FAQ

FAQ#

  1. Why do I see garbled text during training?

    This situation generally occurs because Megatron is not loaded correctly. Please check if there is a corresponding checkpoint in the directory specified by --load or --ref-load. Note that Megatron can only load a directory that contains a latest_checkpointed_iteration.txt file.

    If you need to specify a particular iteration, you can refer to the current Megatron usage instructions. Generally, you can specify the step number using --ckpt-step.

  2. Why is my task stuck on the Ray submission page?

    Please check whether your task is set up for co-located training and inference or decoupled training and inference.

    If it’s co-located (training and inference share the same GPUs), please check:

    • Whether the --colocate parameter is set to enable co-located mode.

    • Whether the total number of GPUs for the current task is greater than or equal to actor_num_nodes * actor_num_gpus_per_node.

    If it’s decoupled, please check:

    • Whether the total number of GPUs for the current task is greater than or equal to actor_num_nodes * actor_num_gpus_per_node + rollout_num_gpus.

  3. Why did I encounter an Out-of-Memory (OOM) error during training? What is max_tokens_per_gpu for?

    OOM errors often happen because max_tokens_per_gpu is set too high. This parameter defines the maximum number of tokens that can be processed on each GPU during training. If you are concerned about OOM, you can initially set this value to rollout_max_response_len / cp_size and then increase it later to improve training efficiency. Note that --max-tokens-per-gpu is only active when --use-dynamic-batch-size is enabled.

    If you still experience OOM with a small max_tokens_per_gpu, check if the data generated in a single pass is too long. You may need to enable context parallelism (CP) with --context-parallel-size. If you are using custom data generation, check if the total length of multi-turn generations is much longer than expected.

  4. During multi-node training, what should I do if the transformers library reports it cannot find a model?

    This usually happens when multiple processes try to read local files simultaneously using methods like AutoConfig.from_pretrained or AutoModelForCausalLM.from_pretrained, causing file system write conflicts. You can mitigate this issue by setting the --model-name argument.

  5. How do I resume training?

    Simply set the --load directory to your --save directory.

  6. How is the batch size calculated?

    A single rollout uses rollout_batch_size prompts. For each prompt, n_samples_per_prompt samples are generated. Therefore, one rollout contains a total of rollout_batch_size * n_samples_per_prompt data entries.

    You can use --num-steps-per-rollout to determine how many steps to run per rollout. This is equivalent to setting the global_batch_size to rollout_batch_size * n_samples_per_prompt // num_steps_per_rollout.

  7. Does slime perform data packing / variable-length (varlen) processing?

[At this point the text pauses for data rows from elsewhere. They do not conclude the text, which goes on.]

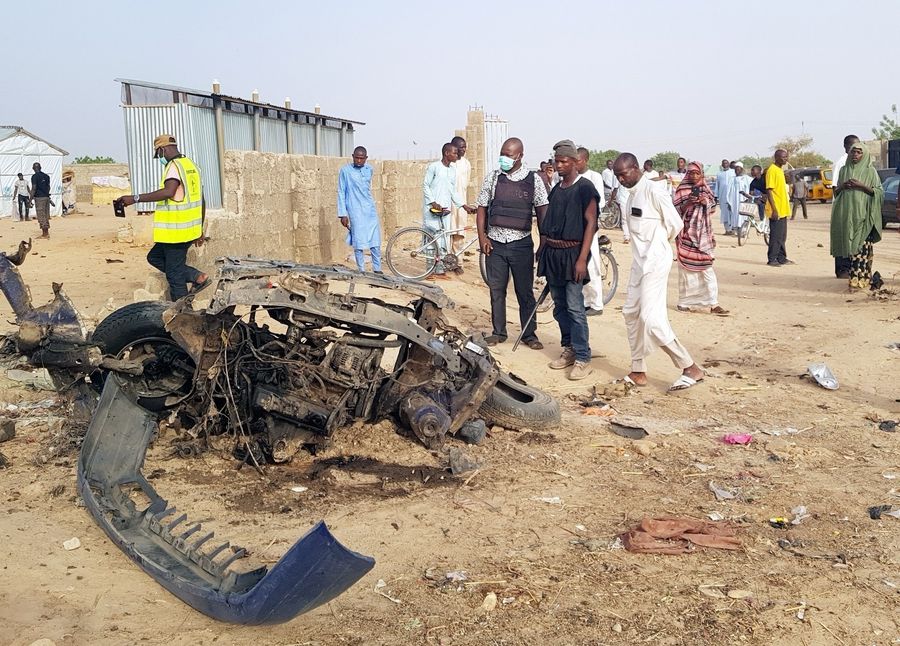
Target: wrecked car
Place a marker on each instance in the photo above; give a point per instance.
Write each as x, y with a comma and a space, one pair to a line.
281, 356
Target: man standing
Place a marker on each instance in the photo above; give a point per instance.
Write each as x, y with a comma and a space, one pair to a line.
723, 185
841, 264
459, 218
799, 193
40, 195
440, 194
356, 210
567, 232
778, 208
508, 201
22, 196
654, 223
178, 219
593, 291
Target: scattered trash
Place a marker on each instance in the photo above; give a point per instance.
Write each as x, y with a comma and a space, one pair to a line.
71, 544
628, 429
472, 432
800, 514
7, 430
678, 535
460, 462
39, 379
378, 590
722, 494
823, 375
456, 576
490, 602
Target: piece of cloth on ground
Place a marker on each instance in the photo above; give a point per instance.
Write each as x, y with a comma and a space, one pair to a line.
678, 535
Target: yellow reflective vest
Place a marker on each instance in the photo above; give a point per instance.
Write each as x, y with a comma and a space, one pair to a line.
180, 221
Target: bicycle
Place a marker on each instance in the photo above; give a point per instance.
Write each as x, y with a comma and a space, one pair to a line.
749, 212
609, 274
415, 252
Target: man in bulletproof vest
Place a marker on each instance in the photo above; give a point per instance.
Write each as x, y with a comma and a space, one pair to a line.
508, 201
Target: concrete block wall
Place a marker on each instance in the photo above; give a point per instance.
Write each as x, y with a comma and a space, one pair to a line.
285, 207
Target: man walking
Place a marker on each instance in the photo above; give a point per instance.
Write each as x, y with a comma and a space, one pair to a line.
567, 232
22, 196
356, 210
40, 195
799, 193
841, 264
178, 219
459, 217
440, 194
723, 185
777, 210
508, 201
654, 224
593, 291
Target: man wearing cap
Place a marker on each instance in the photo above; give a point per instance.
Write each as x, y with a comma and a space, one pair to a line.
178, 220
567, 231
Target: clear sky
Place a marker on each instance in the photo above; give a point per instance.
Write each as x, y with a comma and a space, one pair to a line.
707, 79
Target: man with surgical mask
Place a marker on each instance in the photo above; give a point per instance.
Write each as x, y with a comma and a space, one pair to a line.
508, 201
178, 219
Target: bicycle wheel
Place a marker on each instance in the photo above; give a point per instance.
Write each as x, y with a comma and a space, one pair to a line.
412, 252
610, 216
609, 274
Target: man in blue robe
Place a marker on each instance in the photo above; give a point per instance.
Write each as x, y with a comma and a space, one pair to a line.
356, 210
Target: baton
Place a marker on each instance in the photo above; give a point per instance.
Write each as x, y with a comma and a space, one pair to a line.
541, 299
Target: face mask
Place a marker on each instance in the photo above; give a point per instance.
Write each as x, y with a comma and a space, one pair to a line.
506, 163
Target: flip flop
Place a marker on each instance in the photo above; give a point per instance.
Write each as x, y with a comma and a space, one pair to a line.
683, 383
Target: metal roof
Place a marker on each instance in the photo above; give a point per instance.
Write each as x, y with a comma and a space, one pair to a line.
8, 131
236, 99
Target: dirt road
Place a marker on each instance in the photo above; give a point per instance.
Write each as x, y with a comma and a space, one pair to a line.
537, 524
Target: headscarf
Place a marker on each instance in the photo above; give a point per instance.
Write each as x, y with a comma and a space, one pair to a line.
697, 232
855, 215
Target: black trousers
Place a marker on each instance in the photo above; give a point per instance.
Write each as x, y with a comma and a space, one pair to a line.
24, 202
777, 240
171, 259
516, 258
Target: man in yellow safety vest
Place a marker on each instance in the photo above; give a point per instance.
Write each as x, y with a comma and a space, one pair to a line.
178, 220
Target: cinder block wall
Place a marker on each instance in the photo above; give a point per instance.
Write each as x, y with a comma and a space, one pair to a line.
285, 206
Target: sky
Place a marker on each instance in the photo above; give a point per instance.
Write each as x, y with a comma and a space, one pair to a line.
706, 79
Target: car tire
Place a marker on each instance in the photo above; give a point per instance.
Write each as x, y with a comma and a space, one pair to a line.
515, 405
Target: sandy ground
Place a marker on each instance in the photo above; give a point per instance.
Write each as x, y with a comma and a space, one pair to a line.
555, 568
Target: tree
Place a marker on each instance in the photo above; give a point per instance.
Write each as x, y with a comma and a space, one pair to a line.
599, 157
95, 160
889, 126
665, 161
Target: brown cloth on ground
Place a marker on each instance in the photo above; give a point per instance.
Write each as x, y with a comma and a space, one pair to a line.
678, 535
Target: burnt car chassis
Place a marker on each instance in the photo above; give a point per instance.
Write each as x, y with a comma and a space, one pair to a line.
278, 360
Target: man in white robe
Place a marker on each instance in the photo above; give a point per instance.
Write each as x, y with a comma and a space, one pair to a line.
654, 223
459, 218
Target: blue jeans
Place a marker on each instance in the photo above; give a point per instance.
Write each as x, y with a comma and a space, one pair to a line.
568, 310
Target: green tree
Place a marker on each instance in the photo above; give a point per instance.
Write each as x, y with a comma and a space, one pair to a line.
889, 126
94, 160
665, 161
599, 157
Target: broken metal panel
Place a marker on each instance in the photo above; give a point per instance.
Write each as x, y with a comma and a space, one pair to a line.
178, 554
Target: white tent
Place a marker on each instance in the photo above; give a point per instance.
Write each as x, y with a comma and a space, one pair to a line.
19, 149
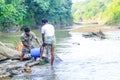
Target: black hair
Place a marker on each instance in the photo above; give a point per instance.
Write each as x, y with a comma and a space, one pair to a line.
27, 29
44, 20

    Yes. Data packing refers to the process of concatenating samples of varying lengths during training to improve GPU utilization. slime performs this operation by default.

  8. What should I do if the sglang component shows a Max retries exceeded with url: /get_model_info (Caused by NewConnectionError) error?

    This issue primarily stems from port conflicts caused by multiple sglang servers running on a single machine. We are currently working with the sglang team to resolve this. A temporary workaround is to minimize the number of sglang servers on a single machine, for example, by setting tp=8.

  9. My gradient norm is very high and the training crashes. What should I do?

    First, ensure that your data and model are compatible. For example, if your data already uses a chat template, check if this template matches the one used by the original model. If the data is correct, please refer to our Debug Guide for a more in-depth analysis.

  10. My sglang generation takes an extremely long time, GPU power is maxed out, and there’s no output for a long while. Why?

    Please verify that the model corresponding to --hf-checkpoint has its stop tokens configured correctly. If not, you can set them using the --rollout-stop or --rollout-stop-token-ids arguments.

  11. Sglang shows an an illegal memory access was encountered error.

    According to the sglang documentation (https://docs.sglang.ai/references/troubleshooting.html), this could be an OOM error. Consider reducing the value of --sglang-mem-fraction-static.

  12. A JSONDecodeError occurs related to torch compile/inductor.

    This is generally an issue with the torch compiler’s cache read/write operations. You can try adding "TORCHINDUCTOR_FORCE_DISABLE_CACHES": "1" to the env_vars in your Ray configuration.

  13. Gradient becomes NaN or Inf during training.

    You can try setting the --no-check-for-nan-in-loss-and-grad flag to skip the corresponding training steps.